Profondément préoccupée par l'avenir de la planète, la génération Z adopte un regard critique envers les entreprises, les incitant à adopter des pratiques durables pour réduire leur empreinte écologique. Selon un rapport réalisé par IBM en 2021, 56 % des membres de cette génération estiment que les entreprises doivent assumer la responsabilité des problèmes environnementaux, et 72 % pensent qu'elles doivent être tenues responsables de leur impact sur l'environnement.

Certains noms émergent naturellement lorsque l’on aborde ce jeu. Parmi ces figures, se distingue Noga Levy-Rapoport, activiste et orateur.trice de 22 ans dont l'influence prédomine au sein de ce mouvement au Royaume-Uni.
Noga se définit comme non binaire et utilise le pronom 'they' en anglais que nous avons traduit par 'iel'.

Son parcours a été amplement documenté sur les réseaux sociaux, mettant en lumière des moments clés tels que son plaidoyer en faveur du Green New Deal* et son leadership dans Teach The Future*, une campagne incitant le gouvernement anglais à réorienter le programme scolaire face à l'urgence climatique et à la crise écologique.

Cependant, l'engagement de Noga dépasse largement les enjeux climatiques. Iel s’est fortement impliqué.e dans diverses manifestations pour la justice sociale, tout en contribuant activement à des initiatives communautaires axées sur la diversité sexuelle, le féminisme et le développement durable. Ses actions s'étendent également à de nombreux domaines créatifs comme la musique, le théâtre et les arts.

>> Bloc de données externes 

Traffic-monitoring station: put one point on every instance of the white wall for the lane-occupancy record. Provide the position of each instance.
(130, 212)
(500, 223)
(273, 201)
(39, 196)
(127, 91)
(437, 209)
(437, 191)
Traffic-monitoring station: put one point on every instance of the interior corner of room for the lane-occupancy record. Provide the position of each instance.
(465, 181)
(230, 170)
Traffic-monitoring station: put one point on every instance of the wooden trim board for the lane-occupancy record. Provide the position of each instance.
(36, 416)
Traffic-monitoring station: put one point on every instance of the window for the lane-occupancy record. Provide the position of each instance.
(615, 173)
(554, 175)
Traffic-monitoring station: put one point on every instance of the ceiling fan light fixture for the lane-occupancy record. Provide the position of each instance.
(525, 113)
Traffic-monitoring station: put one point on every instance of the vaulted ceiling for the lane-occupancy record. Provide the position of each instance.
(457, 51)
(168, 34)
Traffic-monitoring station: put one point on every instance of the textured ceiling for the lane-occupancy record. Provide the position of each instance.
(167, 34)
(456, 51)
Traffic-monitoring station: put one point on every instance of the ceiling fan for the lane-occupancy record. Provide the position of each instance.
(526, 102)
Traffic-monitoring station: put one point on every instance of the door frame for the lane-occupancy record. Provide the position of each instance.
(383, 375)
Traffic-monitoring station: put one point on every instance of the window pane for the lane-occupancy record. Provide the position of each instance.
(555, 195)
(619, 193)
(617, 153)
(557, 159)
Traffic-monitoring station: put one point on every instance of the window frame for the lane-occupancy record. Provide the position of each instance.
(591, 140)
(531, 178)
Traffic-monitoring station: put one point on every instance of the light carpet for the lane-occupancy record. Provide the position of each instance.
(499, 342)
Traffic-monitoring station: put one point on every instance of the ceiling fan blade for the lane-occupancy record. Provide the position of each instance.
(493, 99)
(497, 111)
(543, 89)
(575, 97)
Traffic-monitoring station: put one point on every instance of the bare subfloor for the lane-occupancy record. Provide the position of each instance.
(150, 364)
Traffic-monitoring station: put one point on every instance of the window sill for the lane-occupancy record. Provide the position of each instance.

Sa vision d'un monde meilleur ne se limite pas à un simple appel à l'action collective, mais représente également un témoignage inspirant du pouvoir transformateur de l'information et de la collaboration.

Nous avons questionné Noga Levy-Rapoport sur son parcours en tant qu'activiste, l'importance de sensibiliser les jeunes aux défis environnementaux, la nature interconnectée de la justice sociale et environnementale, ainsi que ses aspirations pour le futur.

 

  1. Depuis 2019, vous êtes devenu une figure importante de la jeunesse engagée pour la justice climatique au Royaume-Uni. Parlez-nous de votre parcours en tant qu'activiste et de ce qui vous a motivé à emprunter cette voie?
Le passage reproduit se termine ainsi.